Semua terdiam sejenak, lalu Amar memecah keheningan dengan candanya. "Hamna, lo hebat. Kalau gue punya penyakit kayak gitu, mungkin gue udah drama tiap hari."
Tawa pecah, namun kehangatan tetap terasa. Ketika giliran Deni, dia mulai bercerita tentang kehidupannya yang penuh gejolak emosi. "Kadang gue ngerasa seneng banget, kadang bisa tiba-tiba down. Gue nggak ngerti kenapa. Tapi gue nggak pernah cerita ke siapa-siapa, bahkan ke keluarga gue."
Kiki memotong pembicaraan dan mengalihkah pembicaraan. "Den, gue punya ide. Lo kan pengen banget ke Jepang. Gimana kalau gue kenalin lo ke paman gue? Dia lulusan Jepang dan sekarang jadi dokter di Bandung. Dia pasti seru diajak ngobrol soal Jepang."
Deni tersenyum lebar. "Serius, Ki? Itu bakal keren banget!"
Kiki hanya mengangguk. Dalam hati, dia tahu tujuan sebenarnya adalah untuk membantu Deni menyadari apa yang sedang dia alami. Pamannya, Dokter Ramli, adalah seorang psikiater terkenal yang bisa membantu Deni memahami dirinya lebih baik.
Keesokan harinya, mereka pulang dengan hati yang lebih ringan. Persahabatan mereka tidak hanya tentang berbagi kebahagiaan, tetapi juga saling mendukung dalam menghadapi masalah masing-masing.

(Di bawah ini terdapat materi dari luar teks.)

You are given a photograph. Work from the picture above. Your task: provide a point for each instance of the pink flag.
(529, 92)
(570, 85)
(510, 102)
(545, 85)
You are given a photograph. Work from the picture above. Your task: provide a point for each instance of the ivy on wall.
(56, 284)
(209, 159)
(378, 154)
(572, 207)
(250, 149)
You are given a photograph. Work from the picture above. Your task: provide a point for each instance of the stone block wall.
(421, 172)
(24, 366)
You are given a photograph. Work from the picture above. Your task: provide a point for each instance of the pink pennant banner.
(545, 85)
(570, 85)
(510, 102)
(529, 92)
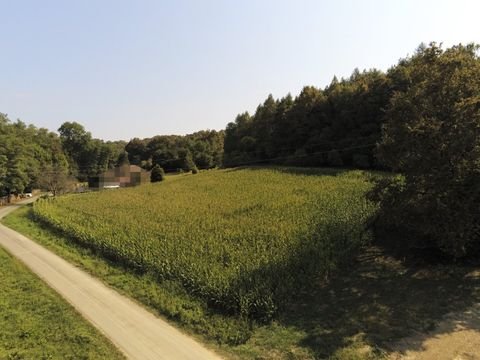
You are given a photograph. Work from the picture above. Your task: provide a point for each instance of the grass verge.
(35, 323)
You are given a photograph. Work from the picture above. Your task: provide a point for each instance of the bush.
(334, 158)
(361, 161)
(157, 174)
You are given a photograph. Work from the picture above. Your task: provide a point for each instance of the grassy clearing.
(35, 323)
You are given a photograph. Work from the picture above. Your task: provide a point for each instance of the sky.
(140, 68)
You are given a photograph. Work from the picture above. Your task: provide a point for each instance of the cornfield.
(244, 240)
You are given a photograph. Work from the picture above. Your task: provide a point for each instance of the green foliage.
(244, 252)
(347, 115)
(334, 158)
(157, 174)
(89, 157)
(432, 137)
(203, 149)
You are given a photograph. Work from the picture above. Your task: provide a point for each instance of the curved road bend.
(135, 331)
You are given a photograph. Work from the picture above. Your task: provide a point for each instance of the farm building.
(122, 176)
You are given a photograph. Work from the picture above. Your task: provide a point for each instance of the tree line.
(202, 150)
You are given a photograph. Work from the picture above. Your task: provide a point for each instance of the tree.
(122, 159)
(157, 174)
(55, 179)
(432, 137)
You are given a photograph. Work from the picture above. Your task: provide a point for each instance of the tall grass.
(244, 239)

Di minggu berikutnya, Kiki mengajak Deni ke Bandung untuk bertemu Dokter Ramli. Dengan sedikit rasa gugup, Deni memasuki ruang praktik yang hangat dan nyaman. Tanpa menyadari maksud sebenarnya, dia berbincang panjang lebar tentang Jepang, kehidupannya, dan perasaan-perasaan yang selama ini mengganggu.
Pertemuan itu menjadi awal dari perjalanan baru bagi Deni. Bersama teman-temannya, dia mulai menyadari bahwa hidup adalah tentang saling mendukung dan menerima, baik di saat bahagia maupun sulit. Dan di sanalah, di tengah lingkaran sahabat yang tulus, Deni menemukan kepingan puzzle yang selama ini hilang.
Beberapa bulan berlalu, dan persahabatan mereka semakin erat. Mereka bahkan memberi nama untuk geng mereka, "Ijolumut", singkatan dari "Ikatan Jomblo Lucu dan Imut". Nama itu dipilih karena sifat mereka yang ceria dan penuh canda.
Meski begitu, Deni merasa paling dekat dengan Kiki. Sosok Kiki yang pengertian dan selalu ada di saat terberat membuatnya merasa nyaman. Bahkan ketika malam-malam depresinya datang, Kiki selalu siap menemani. Suatu malam, ketika Deni merasa sangat down, Kiki datang ke rumahnya dengan motor.
"Den, ayo keluar. Gue temenin keliling kota," ajak Kiki.